Number of Islands
Problem Statement
Given an m x n
2D binary grid grid
which represents a map of '1'
s (land) and '0'
s (water), return the number of islands.
An island is surrounded by water and is formed by connecting adjacent lands horizontally or vertically. You may assume all four edges of the grid are all surrounded by water.
Example 1
Input: grid = [
["1","1","1","1","0"],
["1","1","0","1","0"],
["1","1","0","0","0"],
["0","0","0","0","0"]
]
Output: 1
Example 2
Input: grid = [
["1","1","0","0","0"],
["1","1","0","0","0"],
["0","0","1","0","0"],
["0","0","0","1","1"]
]
Output: 3
Video Explanation
Java Code
class Solution {
int[][] directions = new int[][]{{-1, 0}, {1, 0}, {0, -1}, {0, 1}};
private void dfs(int row, int col, char[][] grid) {
if(row < 0 || row >= grid.length || col < 0 || col >= grid[0].length || grid[row][col] != '1') {
return;
}
grid[row][col] = '2';
for(int[] direction : directions) {
int new_row = row + direction[0];
int new_col = col + direction[1];
dfs(new_row, new_col, grid);
}
}
public int numIslands(char[][] grid) {
int count = 0;
for(int i = 0; i < grid.length; i++) {
for(int j = 0; j < grid[0].length; j++) {
if(grid[i][j] == '1') {
dfs(i, j, grid);
count += 1;
}
}
}
return count;
}
}
C++ Code
class Solution {
public:
vector<vector<int>> directions = {{-1, 0}, {1, 0}, {0, -1}, {0, 1}};
void dfs(int row, int col, vector<vector<char>>& grid) {
if (row < 0 || row >= grid.size() || col < 0 || col >= grid[0].size() || grid[row][col] != '1') {
return;
}
grid[row][col] = '2';
for (vector<int>& direction : directions) {
int new_row = row + direction[0];
int new_col = col + direction[1];
dfs(new_row, new_col, grid);
}
}
int numIslands(vector<vector<char>>& grid) {
int count = 0;
for (int i = 0; i < grid.size(); i++) {
for (int j = 0; j < grid[0].size(); j++) {
if (grid[i][j] == '1') {
dfs(i, j, grid);
count += 1;
}
}
}
return count;
}
};
Python Code
class Solution:
directions = [[-1, 0], [1, 0], [0, -1], [0, 1]]

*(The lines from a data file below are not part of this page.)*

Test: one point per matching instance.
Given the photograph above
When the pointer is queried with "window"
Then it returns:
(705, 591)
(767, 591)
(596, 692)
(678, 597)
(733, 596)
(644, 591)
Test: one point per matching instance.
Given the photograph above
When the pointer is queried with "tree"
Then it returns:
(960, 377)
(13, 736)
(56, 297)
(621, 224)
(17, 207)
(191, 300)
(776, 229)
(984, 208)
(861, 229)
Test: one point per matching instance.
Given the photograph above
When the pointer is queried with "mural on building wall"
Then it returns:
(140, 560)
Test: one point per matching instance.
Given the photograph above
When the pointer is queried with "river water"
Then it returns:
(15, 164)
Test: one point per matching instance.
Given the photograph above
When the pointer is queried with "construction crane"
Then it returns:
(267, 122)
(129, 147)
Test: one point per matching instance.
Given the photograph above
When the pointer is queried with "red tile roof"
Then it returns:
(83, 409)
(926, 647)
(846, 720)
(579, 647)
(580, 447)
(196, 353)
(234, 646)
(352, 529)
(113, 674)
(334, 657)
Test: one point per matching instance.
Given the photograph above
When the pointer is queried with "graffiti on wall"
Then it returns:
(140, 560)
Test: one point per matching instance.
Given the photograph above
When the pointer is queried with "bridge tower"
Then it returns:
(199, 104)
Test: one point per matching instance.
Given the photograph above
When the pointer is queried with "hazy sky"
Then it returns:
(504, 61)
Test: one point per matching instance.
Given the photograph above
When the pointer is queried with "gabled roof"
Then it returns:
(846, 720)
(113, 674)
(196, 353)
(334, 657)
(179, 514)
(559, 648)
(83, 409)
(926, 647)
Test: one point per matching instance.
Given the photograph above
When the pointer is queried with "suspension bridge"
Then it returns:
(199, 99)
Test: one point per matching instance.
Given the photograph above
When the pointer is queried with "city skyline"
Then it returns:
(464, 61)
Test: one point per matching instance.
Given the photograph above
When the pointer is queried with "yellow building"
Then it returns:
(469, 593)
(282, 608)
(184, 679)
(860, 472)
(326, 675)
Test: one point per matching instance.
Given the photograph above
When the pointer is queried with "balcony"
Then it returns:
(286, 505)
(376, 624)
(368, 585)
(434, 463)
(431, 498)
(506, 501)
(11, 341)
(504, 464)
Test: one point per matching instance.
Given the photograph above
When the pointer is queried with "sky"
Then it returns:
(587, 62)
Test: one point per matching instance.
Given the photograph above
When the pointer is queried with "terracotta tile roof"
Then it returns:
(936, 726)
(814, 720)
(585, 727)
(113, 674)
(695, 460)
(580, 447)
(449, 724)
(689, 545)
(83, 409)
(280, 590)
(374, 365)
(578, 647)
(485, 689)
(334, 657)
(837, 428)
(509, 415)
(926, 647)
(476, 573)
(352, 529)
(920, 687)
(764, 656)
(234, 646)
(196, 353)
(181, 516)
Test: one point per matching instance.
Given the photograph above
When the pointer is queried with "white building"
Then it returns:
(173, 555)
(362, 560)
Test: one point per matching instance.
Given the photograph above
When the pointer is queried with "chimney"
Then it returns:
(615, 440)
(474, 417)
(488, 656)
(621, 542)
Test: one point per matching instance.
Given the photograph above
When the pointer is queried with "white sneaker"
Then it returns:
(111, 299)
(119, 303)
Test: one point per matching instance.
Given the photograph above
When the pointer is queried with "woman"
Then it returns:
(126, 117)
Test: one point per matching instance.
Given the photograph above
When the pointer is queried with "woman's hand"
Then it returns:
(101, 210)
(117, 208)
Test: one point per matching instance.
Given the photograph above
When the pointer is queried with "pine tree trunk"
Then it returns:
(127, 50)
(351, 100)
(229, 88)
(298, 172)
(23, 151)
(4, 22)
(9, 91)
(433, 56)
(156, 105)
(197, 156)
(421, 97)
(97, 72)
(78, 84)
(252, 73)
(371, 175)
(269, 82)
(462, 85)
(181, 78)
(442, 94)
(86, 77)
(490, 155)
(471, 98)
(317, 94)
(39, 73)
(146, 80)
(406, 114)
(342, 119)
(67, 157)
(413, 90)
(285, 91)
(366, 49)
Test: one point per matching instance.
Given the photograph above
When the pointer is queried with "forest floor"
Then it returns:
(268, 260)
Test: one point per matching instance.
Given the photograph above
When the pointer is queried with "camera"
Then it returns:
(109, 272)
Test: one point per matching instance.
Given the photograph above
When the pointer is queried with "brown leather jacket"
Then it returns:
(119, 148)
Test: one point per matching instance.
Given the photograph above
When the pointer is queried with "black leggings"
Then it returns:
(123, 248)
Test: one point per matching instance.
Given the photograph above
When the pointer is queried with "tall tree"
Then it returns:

def dfs(self, row, col, grid):
if row < 0 or row >= len(grid) or col < 0 or col >= len(grid[0]) or grid[row][col] != '1':
return
grid[row][col] = '2'
for direction in self.directions:
new_row, new_col = row + direction[0], col + direction[1]
self.dfs(new_row, new_col, grid)
def numIslands(self, grid):
count = 0
for i in range(len(grid)):
for j in range(len(grid[0])):
if grid[i][j] == '1':
self.dfs(i, j, grid)
count += 1
return count
Javascript Code
var numIslands = function(grid) {
const directions = [[-1, 0], [1, 0], [0, -1], [0, 1]];
function dfs(row, col) {
if (row < 0 || row >= grid.length || col < 0 || col >= grid[0].length || grid[row][col] !== '1') {
return;
}
grid[row][col] = '2';
for (const direction of directions) {
const new_row = row + direction[0];
const new_col = col + direction[1];
dfs(new_row, new_col);
}
}
let count = 0;
for (let i = 0; i < grid.length; i++) {
for (let j = 0; j < grid[0].length; j++) {
if (grid[i][j] === '1') {
dfs(i, j);
count += 1;
}
}
}
return count;
};
Go Code
package main
func numIslands(grid [][]byte) int {
directions := [][]int{{-1, 0}, {1, 0}, {0, -1}, {0, 1}}
var dfs func(row, col int)
dfs = func(row, col int) {
if row < 0 || row >= len(grid) || col < 0 || col >= len(grid[0]) || grid[row][col] != '1' {
return
}
grid[row][col] = '2'
for _, direction := range directions {
new_row, new_col := row+direction[0], col+direction[1]
dfs(new_row, new_col)
}
}
count := 0
for i := 0; i < len(grid); i++ {
for j := 0; j < len(grid[0]); j++ {
if grid[i][j] == '1' {
dfs(i, j)
count += 1
}
}
}
return count
}
Complexity Analysis
Time Complexity: O(m * n), where m is the number of rows and n is the number of columns in the grid.
Space Complexity: O(m * n), where m is the number of rows and n is the number of columns in the grid.